Anonymous Promo Pros Discuss “Quiet Quitting” In Their Companies & The Industry

Anonymous Promo Pros Discuss “Quiet Quitting” In Their Companies & The Industry

Not everyone taking part in the Great Resignation quits their jobs.

The viral trend of “quiet quitting” defines those workers who remain in their positions and continue to collect paychecks, but describe themselves as unengaged or unwilling to go above and beyond the boundaries of their job description. And just as the Great Resignation itself has affected the promotional products industry, so too has its secondary impact, quiet quitting.

That doesn’t make promo unique. A recent Gallup poll finds that at least half of the U.S. workforce is giving the minimum amount of effort and are psychologically detached from their jobs.

Younger millennials and Gen Z employees are the most at risk of disengaging, Gallup finds, citing key changes since the beginning of pandemic, as younger employees report significant declines in feeling cared about and receiving opportunities to develop from their managers.

A phenomenon that is being defined on the fly by human resource departments and organizational psychologists, quiet quitting is not an attempt at corporate sabotage, but something more akin to employees making personal decisions about their life priorities.

“Millennials dominate the workforce, and this is our response,” a corporate employee from this group at one large distributor told PPAI Media. “We have lives to live. It’s not personal.”

For an increasing number of people, working at night and on weekends or extending themselves to cover for unfilled positions isn’t worth the trouble.

More seasoned industry pros say that quiet quitting is nothing new, but a different take on an age-old paradigm.

“Is this really a new phenomenon? Back in the old days, we referred to these employees as lifers –truly disengaged, just collecting a paycheck,” says the veteran owner of a supplier based in the Southeast. “With work from home, it may be more pronounced, or a lack of loyalty in some of the newer generations may exacerbate the issue.”

To understand how the apparent trend may impact our industry, PPAI Media asked four professionals with a variety of roles and from an assortment of organization types about their takes on this phenomenon, whether they’ve observed fellow employees or team members who fit the definition of quiet quitting, and what can be done to re-engage those industry pros.

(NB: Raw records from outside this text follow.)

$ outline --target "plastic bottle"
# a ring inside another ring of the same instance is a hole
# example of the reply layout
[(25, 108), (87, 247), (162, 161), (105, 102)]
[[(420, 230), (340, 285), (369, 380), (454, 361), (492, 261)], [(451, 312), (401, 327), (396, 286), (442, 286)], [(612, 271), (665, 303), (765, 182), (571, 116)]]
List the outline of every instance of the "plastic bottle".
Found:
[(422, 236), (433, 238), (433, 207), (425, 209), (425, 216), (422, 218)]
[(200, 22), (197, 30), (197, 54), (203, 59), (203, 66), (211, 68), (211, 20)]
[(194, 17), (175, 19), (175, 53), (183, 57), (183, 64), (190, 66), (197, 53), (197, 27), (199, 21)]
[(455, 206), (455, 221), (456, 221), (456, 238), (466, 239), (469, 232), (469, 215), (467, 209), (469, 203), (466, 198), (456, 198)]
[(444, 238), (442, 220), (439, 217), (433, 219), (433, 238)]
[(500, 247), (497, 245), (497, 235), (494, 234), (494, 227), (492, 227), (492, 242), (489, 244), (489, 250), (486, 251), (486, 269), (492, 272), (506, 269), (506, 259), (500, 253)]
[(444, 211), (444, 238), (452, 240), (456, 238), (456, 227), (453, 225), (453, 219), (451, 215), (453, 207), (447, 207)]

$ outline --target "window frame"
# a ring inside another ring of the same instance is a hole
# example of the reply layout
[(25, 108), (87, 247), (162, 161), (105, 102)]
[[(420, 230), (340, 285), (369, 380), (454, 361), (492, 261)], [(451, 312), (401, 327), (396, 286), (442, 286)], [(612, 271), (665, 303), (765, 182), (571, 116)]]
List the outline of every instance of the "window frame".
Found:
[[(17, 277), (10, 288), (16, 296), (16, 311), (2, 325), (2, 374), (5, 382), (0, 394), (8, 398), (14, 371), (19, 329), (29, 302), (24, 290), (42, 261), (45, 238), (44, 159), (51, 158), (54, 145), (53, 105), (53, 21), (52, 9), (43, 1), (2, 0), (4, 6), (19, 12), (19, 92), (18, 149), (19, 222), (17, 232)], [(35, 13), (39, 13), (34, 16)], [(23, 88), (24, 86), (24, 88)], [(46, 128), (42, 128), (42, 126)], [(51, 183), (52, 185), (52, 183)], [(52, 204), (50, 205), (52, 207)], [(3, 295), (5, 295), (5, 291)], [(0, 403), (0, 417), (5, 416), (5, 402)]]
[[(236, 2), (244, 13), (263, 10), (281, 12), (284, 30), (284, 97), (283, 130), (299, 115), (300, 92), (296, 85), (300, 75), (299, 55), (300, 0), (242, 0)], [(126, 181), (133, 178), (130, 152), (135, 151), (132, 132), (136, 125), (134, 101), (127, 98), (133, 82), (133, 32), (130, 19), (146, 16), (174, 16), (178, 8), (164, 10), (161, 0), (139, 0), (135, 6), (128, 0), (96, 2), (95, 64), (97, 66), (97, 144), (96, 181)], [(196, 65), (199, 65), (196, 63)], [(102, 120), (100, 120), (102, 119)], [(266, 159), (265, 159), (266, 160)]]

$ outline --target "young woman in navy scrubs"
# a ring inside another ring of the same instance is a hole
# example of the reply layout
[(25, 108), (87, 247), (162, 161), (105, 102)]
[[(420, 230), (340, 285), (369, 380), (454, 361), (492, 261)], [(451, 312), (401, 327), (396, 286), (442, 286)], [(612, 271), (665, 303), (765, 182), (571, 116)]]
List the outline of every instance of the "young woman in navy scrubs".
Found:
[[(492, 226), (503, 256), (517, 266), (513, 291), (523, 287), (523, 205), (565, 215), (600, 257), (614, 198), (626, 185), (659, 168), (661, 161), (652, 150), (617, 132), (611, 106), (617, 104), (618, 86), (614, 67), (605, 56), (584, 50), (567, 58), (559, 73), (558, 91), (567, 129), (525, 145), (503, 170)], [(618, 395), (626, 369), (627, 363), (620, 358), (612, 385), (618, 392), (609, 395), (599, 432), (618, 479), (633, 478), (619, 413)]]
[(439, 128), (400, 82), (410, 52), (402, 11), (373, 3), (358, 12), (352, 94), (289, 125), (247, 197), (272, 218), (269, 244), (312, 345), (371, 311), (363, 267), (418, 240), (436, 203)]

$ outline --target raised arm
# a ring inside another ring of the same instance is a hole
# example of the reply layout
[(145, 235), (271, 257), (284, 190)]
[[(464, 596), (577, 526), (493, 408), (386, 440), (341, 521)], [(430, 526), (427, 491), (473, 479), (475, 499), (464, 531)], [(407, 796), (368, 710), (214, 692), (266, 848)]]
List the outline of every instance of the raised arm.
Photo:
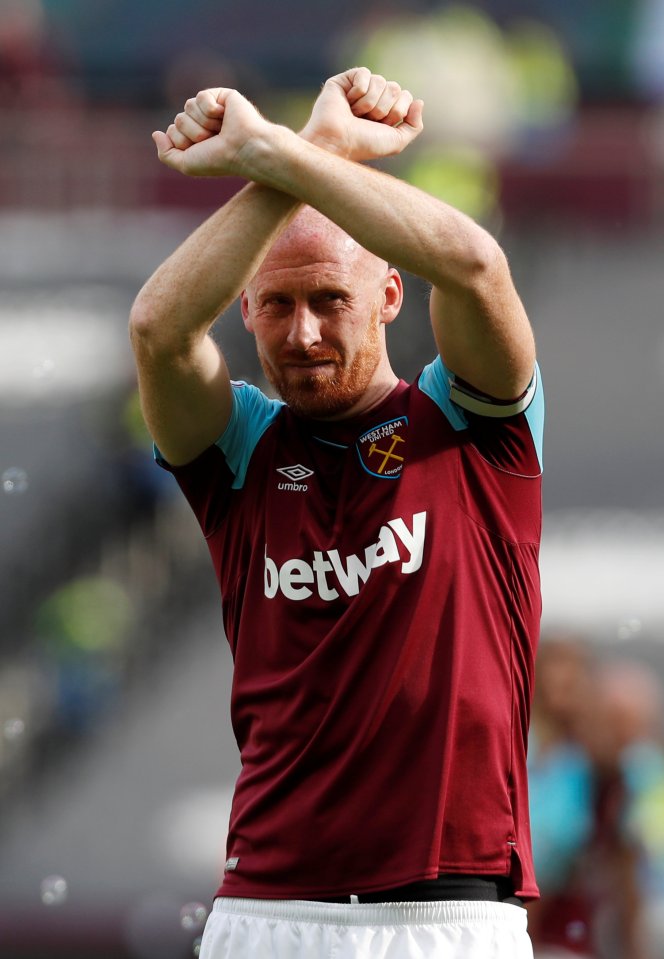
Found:
[[(328, 81), (319, 103), (321, 113), (328, 111), (337, 123), (353, 122), (352, 74)], [(302, 143), (260, 117), (238, 93), (227, 102), (234, 109), (224, 118), (225, 137), (201, 145), (208, 149), (176, 151), (164, 162), (191, 175), (239, 174), (316, 207), (362, 246), (431, 282), (438, 349), (458, 376), (501, 399), (526, 389), (535, 361), (533, 335), (505, 255), (489, 233), (399, 179)], [(409, 142), (421, 128), (421, 104), (412, 105), (401, 126), (374, 126), (376, 137)]]
[[(336, 119), (337, 101), (326, 104), (326, 85), (302, 134), (293, 133), (297, 144), (319, 141), (325, 146), (321, 153), (335, 150), (351, 161), (397, 152), (405, 145), (407, 138), (395, 130), (411, 109), (412, 96), (369, 71), (355, 74), (344, 94), (350, 122), (345, 114), (343, 122)], [(225, 146), (219, 151), (217, 141), (225, 144), (228, 131), (237, 125), (234, 114), (244, 112), (245, 106), (259, 118), (234, 91), (202, 91), (187, 101), (166, 133), (153, 135), (160, 158), (179, 168), (174, 158), (206, 150), (220, 155)], [(376, 138), (374, 128), (379, 127), (385, 132), (382, 140)], [(209, 172), (231, 171), (220, 166)], [(299, 205), (297, 197), (270, 184), (248, 184), (185, 240), (136, 298), (130, 335), (143, 413), (173, 465), (194, 459), (228, 422), (229, 374), (209, 330), (254, 275)]]
[(238, 160), (243, 175), (316, 207), (362, 246), (428, 280), (434, 336), (454, 373), (499, 399), (526, 389), (532, 330), (503, 251), (470, 217), (372, 167), (298, 147), (284, 128), (257, 131)]

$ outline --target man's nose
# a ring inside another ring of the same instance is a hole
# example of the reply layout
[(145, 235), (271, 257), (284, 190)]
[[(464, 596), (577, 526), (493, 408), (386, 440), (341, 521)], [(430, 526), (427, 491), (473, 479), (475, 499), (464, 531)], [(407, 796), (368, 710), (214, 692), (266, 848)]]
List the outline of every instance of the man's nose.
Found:
[(296, 304), (288, 332), (288, 345), (295, 350), (306, 351), (320, 343), (320, 321), (305, 304)]

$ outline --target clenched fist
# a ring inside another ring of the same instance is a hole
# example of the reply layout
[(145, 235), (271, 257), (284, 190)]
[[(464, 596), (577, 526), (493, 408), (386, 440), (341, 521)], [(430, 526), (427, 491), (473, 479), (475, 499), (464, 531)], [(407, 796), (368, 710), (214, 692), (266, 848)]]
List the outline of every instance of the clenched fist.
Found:
[[(331, 77), (300, 136), (350, 160), (400, 153), (422, 131), (422, 101), (398, 83), (353, 67)], [(189, 176), (244, 173), (245, 148), (279, 130), (237, 90), (215, 87), (187, 100), (165, 133), (159, 159)]]

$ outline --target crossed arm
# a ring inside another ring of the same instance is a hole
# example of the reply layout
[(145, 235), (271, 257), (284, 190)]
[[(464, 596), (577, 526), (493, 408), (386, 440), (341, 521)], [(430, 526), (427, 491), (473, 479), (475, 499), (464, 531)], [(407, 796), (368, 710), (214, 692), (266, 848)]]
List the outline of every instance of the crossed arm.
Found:
[(174, 465), (228, 421), (228, 371), (208, 331), (301, 203), (432, 284), (434, 336), (457, 375), (497, 398), (526, 388), (533, 337), (500, 247), (453, 207), (358, 162), (400, 152), (421, 129), (421, 101), (355, 68), (328, 80), (299, 135), (227, 89), (202, 91), (154, 134), (162, 162), (182, 173), (251, 181), (156, 271), (132, 310), (144, 413)]

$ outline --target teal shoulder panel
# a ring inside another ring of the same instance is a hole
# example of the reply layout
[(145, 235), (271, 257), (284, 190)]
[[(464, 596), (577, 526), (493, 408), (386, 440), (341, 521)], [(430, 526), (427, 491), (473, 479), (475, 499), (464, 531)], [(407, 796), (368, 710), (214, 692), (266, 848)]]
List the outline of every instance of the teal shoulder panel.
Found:
[(433, 362), (424, 367), (417, 385), (442, 410), (450, 426), (458, 432), (468, 428), (468, 420), (463, 410), (450, 399), (450, 388), (453, 382), (454, 374), (450, 373), (440, 356), (437, 356)]
[[(453, 429), (457, 431), (467, 429), (468, 419), (464, 409), (451, 398), (452, 392), (455, 388), (454, 373), (447, 369), (439, 356), (437, 356), (432, 363), (429, 363), (428, 366), (424, 367), (422, 373), (420, 374), (418, 386), (422, 392), (426, 393), (427, 396), (429, 396), (442, 410)], [(528, 423), (528, 428), (530, 429), (533, 437), (533, 443), (537, 451), (537, 459), (541, 468), (543, 464), (542, 439), (544, 433), (544, 392), (542, 389), (542, 376), (539, 366), (536, 366), (535, 375), (533, 376), (529, 391), (531, 392), (531, 396), (528, 397), (528, 406), (523, 412)], [(483, 415), (483, 411), (479, 405), (476, 404), (476, 406), (477, 408), (473, 408), (473, 412)], [(487, 410), (484, 415), (491, 414), (493, 416), (497, 416), (499, 412), (500, 407), (497, 407), (494, 410), (490, 405), (487, 404)], [(506, 411), (502, 411), (501, 415), (505, 416)], [(510, 415), (509, 411), (507, 412), (507, 415)]]
[(544, 439), (544, 390), (542, 389), (542, 374), (540, 373), (539, 366), (537, 366), (536, 376), (537, 389), (535, 390), (535, 395), (530, 401), (530, 406), (526, 410), (526, 420), (528, 421), (528, 426), (530, 427), (530, 432), (533, 437), (533, 443), (535, 444), (535, 449), (537, 450), (537, 459), (539, 460), (540, 469), (543, 469), (544, 457), (542, 453), (542, 445)]
[[(231, 382), (233, 408), (228, 426), (214, 444), (226, 458), (233, 474), (233, 489), (242, 489), (247, 475), (249, 460), (256, 445), (270, 423), (279, 415), (284, 405), (280, 400), (271, 400), (256, 386), (242, 380)], [(172, 471), (156, 443), (152, 444), (154, 458), (160, 466)]]
[(228, 426), (217, 440), (229, 469), (233, 489), (242, 489), (249, 461), (263, 433), (277, 418), (284, 404), (271, 400), (256, 386), (233, 381), (233, 409)]

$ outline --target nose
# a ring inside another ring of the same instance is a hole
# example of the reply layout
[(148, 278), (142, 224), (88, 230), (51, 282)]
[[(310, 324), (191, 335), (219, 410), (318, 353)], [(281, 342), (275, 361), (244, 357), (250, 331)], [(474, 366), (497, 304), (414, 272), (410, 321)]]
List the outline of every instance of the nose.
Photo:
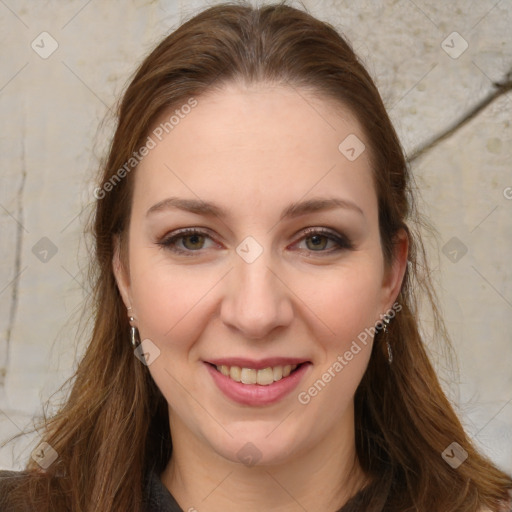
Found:
[(247, 339), (264, 339), (293, 318), (291, 292), (271, 264), (266, 251), (252, 263), (235, 255), (228, 275), (220, 316)]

“Quiet quitting is the result of the economy and realizing there’s more to life than working. Let’s be honest, this should be the scariest thing to any employers. There are thousands of jobs that can be done remotely now and applied for with the click of a button.

Quiet quitting is a liberating feeling. The powers are shifting.”

“I have actually seen it a lot in other places. It is interesting that they are putting a name to it now. In larger companies, it is really easy to see how it is possible and the space for it to occur. In my experience, someone can easily get lost in the shuffle of the day to day, but as long as they are doing the minimum necessary, no one notices.

One thing I learned from another industry supplier that has a lot more employees working for them than we do was the “leadership walkaround.” This person knew every name of every person that he passed by on his walks and would actively engage with them on a regular basis. I have really tried to embody this as well. I think it helps people feel valued and connected to what is happening within the company.

In our company, we would notice production falling off, because we are staying close to it. We do have people that we have to consistently push to stay engaged, but we try to attack that on multiple levels.

One thing I heard from a controller that they were doing to keep their remote teams engaged was setting up “water cooler” chat sessions. They would schedule 15-20 minute meetings to just chat about weekends or other things to keep the employees feeling like they are part of the team.”

“In our industry this is very dangerous in a few ways.

From a supplier standpoint, if you have quiet quitters doing the bare minimum, are they going to call out the art that might mess up on the print run or double-check the shipping address if it looks wrong? Those can lead to costly issues and relationships hurt, either with the supplier to the distributor, or distributor to client. 

Every work environment is different, but I would say leaders should not be afraid to engage the work team. Ask what motivates them to do better. Ask what improvements can be made. Listenand, where possible, implement.

I have seen many times in my career where frontline employees have thoughts or ideas on how something can be improved, either in a worker experience aspect or a productivity aspect, and yet they feel it falls flat because they never hear about it again. So why bother mentioning if nothing will happen?”

“As Bobby Jones said about Jack Nicklaus many years ago, he plays a game with which I am unfamiliar. Is quiet quitting new or just a moniker for something that has existed forever?

I think that anyone who is disengaged may be suffering from burnout, not some new phenomenon.  These have been trying times since early 2020. Financial issues (personal and business), fear of being trapped, limited upward mobility, etc. These other issues may be contributing to the general malaise.”